In the book "Body of Secrets: Anatomy of the Ultra-Secret National Security Agency" by James Bamford is this: "In June 1930, the boxy, sprawling Munitions Building, near the Washington Monument, was a study in monotony. Endless corridors connecting to endless corridors. Walls a shade of green common to bad cheese and fruit. Forests of oak desks separated down the middle by rows of tall columns, like concrete redwoods, each with a number designating a particular workspace."

Thirteen passages (at least) of that kind of straight theft is most definitely plagiarism.* I don't see how it could possibly happen unconsciously.
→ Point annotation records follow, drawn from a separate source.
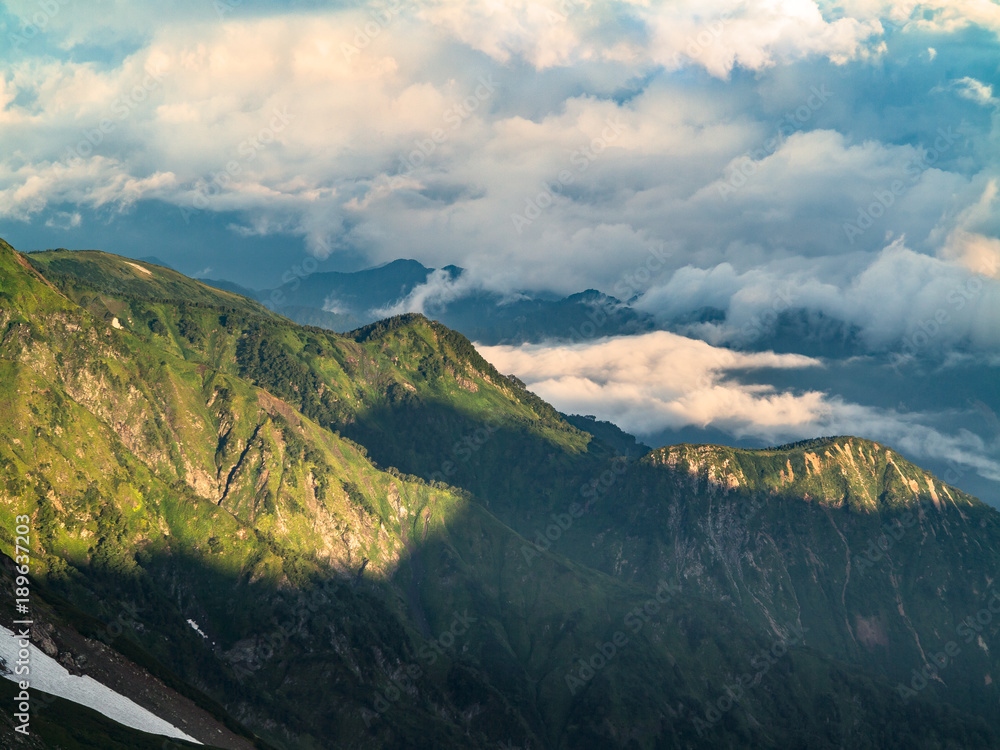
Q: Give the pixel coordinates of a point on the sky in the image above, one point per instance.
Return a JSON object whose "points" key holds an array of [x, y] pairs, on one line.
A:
{"points": [[741, 155]]}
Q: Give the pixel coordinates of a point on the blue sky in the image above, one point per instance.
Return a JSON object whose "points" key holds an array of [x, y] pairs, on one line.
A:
{"points": [[843, 156]]}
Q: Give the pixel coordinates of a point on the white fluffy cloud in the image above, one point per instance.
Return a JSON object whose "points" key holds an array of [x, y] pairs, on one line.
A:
{"points": [[541, 145], [659, 381]]}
There again, until last year, I didn't believe any plagiarism could happen unconsciously. But then I realised I'd done it. This kind of utterly unconscious borrowing is apparently known as cryptomnesia. (Thanks to @BuffySquirrel for the word.)

My borrowing was tiny in comparison--a matter of two images from the same poem--and I caught it long before publication. But it scared me rigid: I imagined just this kind of public crucifixion. I fretted for quite a while.

I relaxed gradually, and thought I'd put the matter to rest. But this case has put me on alert again. I don't much fancy the notion of obsessively plugging successive 10,000 word chunks of Hild into a Google search box, just so I can relax. Does anyone know a more efficient way to check a manuscript?

ETA: I checked out iThenticate, the version of Turnitin for individual authors. It costs $50 per submission. A submission is 25k words. That would end up costing me around $400 for Hild, which I think is ridiculous. I'll keep looking. Sigh.

* It turns out to be way, way more than that. Over at Reluctant Habits, Edward Champion turns up literally dozens of serious steals by Markham/Rowan in the first 35 pages of the book. It's truly mind-boggling.